Monday, September 12, 2016
Harvard. Debate Briefs on Immigration. 1898-1908
[This blog posting shows how little the immigration "debate" has changed in the last century.--TPOI]
By Irwin Collier, Economics in the Rearview Mirror
September 1, 2016
A few posts ago I provided a short selection from Harvard Professor Thomas Nixon Carver’s autobiography that reminded me of the current Republican U.S. Presidential candidate’s immigration policy. I must still have had Donald Trump on the mind when I stumbled upon a book of model debate briefs for issues of the late 19th/early 20th century. One might want to first watch the speech Donald Trump gave on immigration policy last night (August 31, 2016) in Phoenix, Arizona and then examine the debate briefs below for the following three resolutions:
Resolved, That immigration should be further restricted by law.

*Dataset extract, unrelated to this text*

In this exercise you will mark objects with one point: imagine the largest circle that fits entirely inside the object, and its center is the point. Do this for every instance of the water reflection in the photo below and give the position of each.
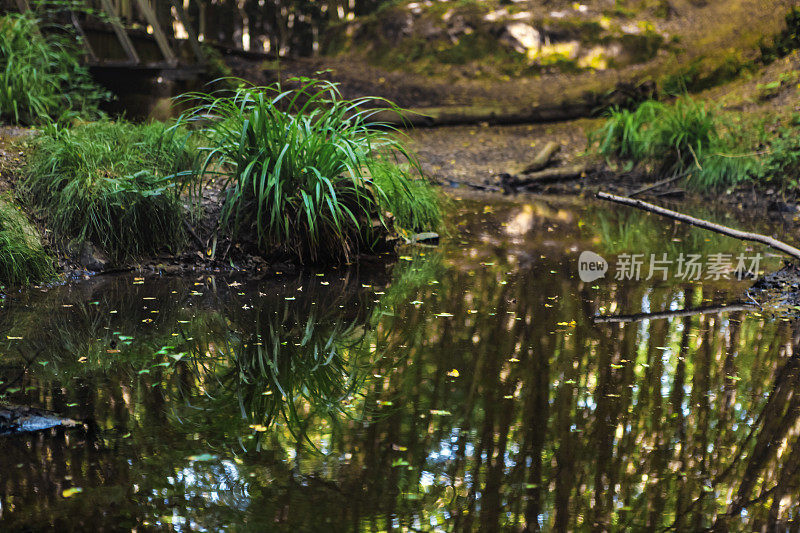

Resolved, That a high tax should be laid on all immigrants to the United States.
Resolved, That the policy excluding Chinese laborers from the United States should be maintained and rigorously enforced.
Zombie ideas are everywhere.
Briefs for Debate on Current Political, Economic, and Social Topics.
W. Du Bois Brookings, A.B. of the Harvard Law School
Ralph Curtis Ringwalt, A.B.
Assistant in Rhetoric in Columbia University
With an introduction by Albert Bushnell Hart, Ph.D.
Professor of Harvard University.
[From the Preface:]
“The basis of the work has been a collection of some two hundred briefs prepared during the past ten years by students in Harvard University, under the direction of instructors. Of these briefs the most useful and interesting have been selected; the material has been carefully worked over, and the bibliographies enlarged and verified….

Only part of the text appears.